How often have you sat in a meeting, utterly bored, feeling your creativity and energy proverbially dribbling out of your ears?What makes a meeting an energy flop? Do you want to avoid meetings you are running falling into the same trap?
It’s simple. No-one likes being ‘talked at’, and if a meeting isn’t a dialogue, then it’s a lecture. If you want a meeting to build energy and creative ideas instead of destroying them, then it’s vital to develop interactions as an integral part of the meeting.
Interaction is too important a part of any meeting to leave to chance. You need to plan the opportunities for your attendees to interact and participate fully in the purpose of your meeting. In order to achieve this, here are some tips to maximize your meeting’s potential and encourage participation:
1) Structure the Start: Before you start, prepare the room in a way which encourages interaction.
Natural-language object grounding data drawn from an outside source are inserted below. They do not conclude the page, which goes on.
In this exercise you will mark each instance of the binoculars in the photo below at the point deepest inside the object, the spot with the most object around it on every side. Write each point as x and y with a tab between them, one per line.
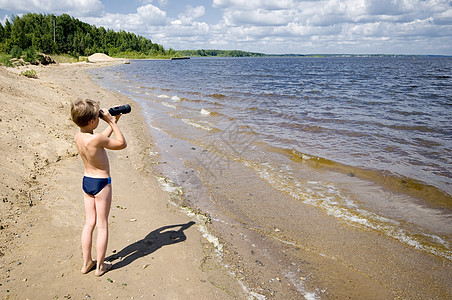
116	110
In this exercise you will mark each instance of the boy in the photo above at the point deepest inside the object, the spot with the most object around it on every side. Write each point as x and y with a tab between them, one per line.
96	181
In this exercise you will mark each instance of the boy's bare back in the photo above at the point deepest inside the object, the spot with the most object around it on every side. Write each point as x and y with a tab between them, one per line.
94	157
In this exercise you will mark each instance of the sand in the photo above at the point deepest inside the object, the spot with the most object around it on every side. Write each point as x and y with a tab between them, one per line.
157	250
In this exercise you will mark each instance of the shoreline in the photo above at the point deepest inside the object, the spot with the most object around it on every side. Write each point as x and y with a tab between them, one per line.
156	250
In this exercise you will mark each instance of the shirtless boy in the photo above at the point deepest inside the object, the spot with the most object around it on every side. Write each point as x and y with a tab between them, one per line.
96	181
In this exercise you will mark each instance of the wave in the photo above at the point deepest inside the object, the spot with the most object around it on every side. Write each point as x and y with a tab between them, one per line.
335	203
169	105
197	125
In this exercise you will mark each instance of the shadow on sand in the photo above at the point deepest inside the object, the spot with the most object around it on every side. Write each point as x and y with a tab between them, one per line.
155	240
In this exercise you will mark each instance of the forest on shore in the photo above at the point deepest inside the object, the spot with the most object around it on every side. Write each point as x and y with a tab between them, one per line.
29	36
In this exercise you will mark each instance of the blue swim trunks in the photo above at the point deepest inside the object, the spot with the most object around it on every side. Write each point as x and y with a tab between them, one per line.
92	186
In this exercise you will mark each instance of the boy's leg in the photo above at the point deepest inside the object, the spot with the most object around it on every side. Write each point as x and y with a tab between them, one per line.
87	233
103	204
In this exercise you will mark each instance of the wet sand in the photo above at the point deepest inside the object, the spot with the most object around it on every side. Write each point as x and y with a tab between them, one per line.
157	250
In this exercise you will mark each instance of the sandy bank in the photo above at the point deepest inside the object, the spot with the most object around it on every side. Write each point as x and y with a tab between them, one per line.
156	249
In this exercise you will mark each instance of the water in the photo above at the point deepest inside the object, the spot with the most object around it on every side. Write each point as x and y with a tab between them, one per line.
365	140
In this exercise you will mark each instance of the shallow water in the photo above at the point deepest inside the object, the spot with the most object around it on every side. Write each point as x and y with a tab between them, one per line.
268	143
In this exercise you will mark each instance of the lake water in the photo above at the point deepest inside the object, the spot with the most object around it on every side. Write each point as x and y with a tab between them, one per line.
367	141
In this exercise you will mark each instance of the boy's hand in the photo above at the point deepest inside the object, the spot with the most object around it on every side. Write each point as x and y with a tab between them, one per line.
106	116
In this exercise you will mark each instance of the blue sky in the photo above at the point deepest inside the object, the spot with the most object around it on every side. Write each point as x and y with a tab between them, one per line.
269	26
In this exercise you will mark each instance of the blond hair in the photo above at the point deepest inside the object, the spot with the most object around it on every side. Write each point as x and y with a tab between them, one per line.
83	111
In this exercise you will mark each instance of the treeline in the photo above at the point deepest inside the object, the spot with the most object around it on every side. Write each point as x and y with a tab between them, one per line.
219	53
66	35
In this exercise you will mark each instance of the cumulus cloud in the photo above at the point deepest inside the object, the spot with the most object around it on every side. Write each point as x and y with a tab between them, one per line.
146	16
283	26
75	8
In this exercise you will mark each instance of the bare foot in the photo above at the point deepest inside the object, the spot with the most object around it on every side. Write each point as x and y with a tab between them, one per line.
103	269
88	268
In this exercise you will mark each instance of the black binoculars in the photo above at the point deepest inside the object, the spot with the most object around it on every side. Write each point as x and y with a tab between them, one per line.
116	110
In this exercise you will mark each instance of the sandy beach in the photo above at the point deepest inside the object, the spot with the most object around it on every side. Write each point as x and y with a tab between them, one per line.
157	251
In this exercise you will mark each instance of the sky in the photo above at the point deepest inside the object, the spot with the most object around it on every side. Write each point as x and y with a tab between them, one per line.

If people are able to face each other, they are more likely to communicate naturally and effectively. If numbers allow, try and seat everyone around a table, as opposed to a theater or classroom-style room arrangement.
2) Avoid ‘Power Blocks’: As people arrive, get them to sit with different people than their normal ‘clique’. To avoid people feeling pulled away from their friends or allies, why not use innovative or interesting ways to seat people – like dividing people by shirt color, letter their first name starts with, favorite football team – basically, any excuse to get them working with new people and extending their natural group.
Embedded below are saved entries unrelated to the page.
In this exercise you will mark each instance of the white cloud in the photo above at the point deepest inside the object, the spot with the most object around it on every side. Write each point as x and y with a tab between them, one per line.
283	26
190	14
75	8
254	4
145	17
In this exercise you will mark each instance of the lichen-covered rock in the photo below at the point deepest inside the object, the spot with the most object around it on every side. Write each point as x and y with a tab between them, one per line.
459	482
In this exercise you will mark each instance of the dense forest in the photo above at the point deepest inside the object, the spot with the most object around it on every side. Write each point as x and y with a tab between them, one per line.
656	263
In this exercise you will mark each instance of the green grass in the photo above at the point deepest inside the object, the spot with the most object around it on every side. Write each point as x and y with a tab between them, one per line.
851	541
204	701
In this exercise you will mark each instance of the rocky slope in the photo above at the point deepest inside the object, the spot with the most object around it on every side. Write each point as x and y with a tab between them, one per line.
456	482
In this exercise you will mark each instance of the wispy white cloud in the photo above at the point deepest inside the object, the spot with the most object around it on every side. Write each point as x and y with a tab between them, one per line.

3) Fresh Opening: To get everyone introduced and set the tone for participation during the meeting, use an icebreaker, such as asking each person to describe their weekend using only 3 words. It will get people thinking laterally, give your participants a starting point to open conversations with new people during coffee breaks, and get everyone warmed up and ready to actively participate.
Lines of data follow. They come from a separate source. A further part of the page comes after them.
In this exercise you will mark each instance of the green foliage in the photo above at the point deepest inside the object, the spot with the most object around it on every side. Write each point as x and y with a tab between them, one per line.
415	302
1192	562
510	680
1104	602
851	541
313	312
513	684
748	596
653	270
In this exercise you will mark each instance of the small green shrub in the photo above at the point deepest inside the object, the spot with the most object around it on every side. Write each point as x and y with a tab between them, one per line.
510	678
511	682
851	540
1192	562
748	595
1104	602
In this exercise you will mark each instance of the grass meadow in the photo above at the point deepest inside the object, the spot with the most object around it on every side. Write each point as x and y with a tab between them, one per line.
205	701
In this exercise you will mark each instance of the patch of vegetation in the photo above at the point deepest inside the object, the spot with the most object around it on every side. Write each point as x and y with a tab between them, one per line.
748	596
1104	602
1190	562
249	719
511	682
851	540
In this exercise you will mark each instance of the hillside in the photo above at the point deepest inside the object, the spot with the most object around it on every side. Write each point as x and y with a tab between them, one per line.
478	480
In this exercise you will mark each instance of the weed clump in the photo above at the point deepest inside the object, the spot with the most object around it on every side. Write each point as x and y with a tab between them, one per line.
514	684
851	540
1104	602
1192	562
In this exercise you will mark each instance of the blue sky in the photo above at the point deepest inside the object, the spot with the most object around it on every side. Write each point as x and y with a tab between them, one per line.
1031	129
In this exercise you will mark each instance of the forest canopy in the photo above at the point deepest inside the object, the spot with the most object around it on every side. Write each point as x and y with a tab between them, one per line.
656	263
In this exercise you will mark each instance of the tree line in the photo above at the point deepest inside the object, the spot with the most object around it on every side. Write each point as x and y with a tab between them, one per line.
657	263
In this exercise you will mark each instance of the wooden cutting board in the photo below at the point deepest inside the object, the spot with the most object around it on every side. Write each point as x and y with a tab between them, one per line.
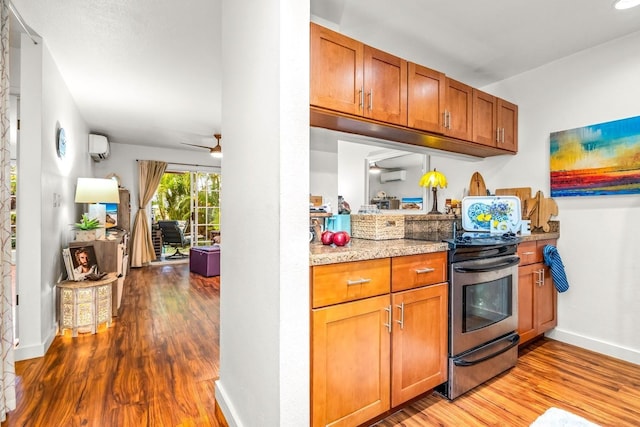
540	209
477	186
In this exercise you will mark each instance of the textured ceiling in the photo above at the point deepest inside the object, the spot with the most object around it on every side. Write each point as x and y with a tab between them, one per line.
148	71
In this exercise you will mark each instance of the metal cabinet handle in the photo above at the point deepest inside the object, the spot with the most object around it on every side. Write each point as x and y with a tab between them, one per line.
388	324
401	321
358	281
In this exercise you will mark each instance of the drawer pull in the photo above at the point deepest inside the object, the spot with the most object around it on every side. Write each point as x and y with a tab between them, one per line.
401	321
357	282
388	324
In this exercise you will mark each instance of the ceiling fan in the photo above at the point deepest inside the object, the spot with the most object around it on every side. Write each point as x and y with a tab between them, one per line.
214	151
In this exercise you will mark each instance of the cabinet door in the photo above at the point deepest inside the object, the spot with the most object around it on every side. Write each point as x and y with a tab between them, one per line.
336	79
527	279
507	118
484	118
385	83
419	341
350	362
426	98
458	111
546	302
4) Break Out: Get your participants to break into small groups at set points during your meeting to discuss particular issues. The change of pace, coupled with an expectation to interact, engages people and draws them into the subject. Small groups or pairs mean that no-one can do the equivalent of ‘hiding at the back’ – everyone is forced to participate.
Above all, the most important part is to get people talking. They will be much more engaged and feel like an active part of the meeting, rather than someone being lectured at. This gives you energized and motivated people who are much less likely to dread your meetings, and much more likely to bring forward some fresh ideas!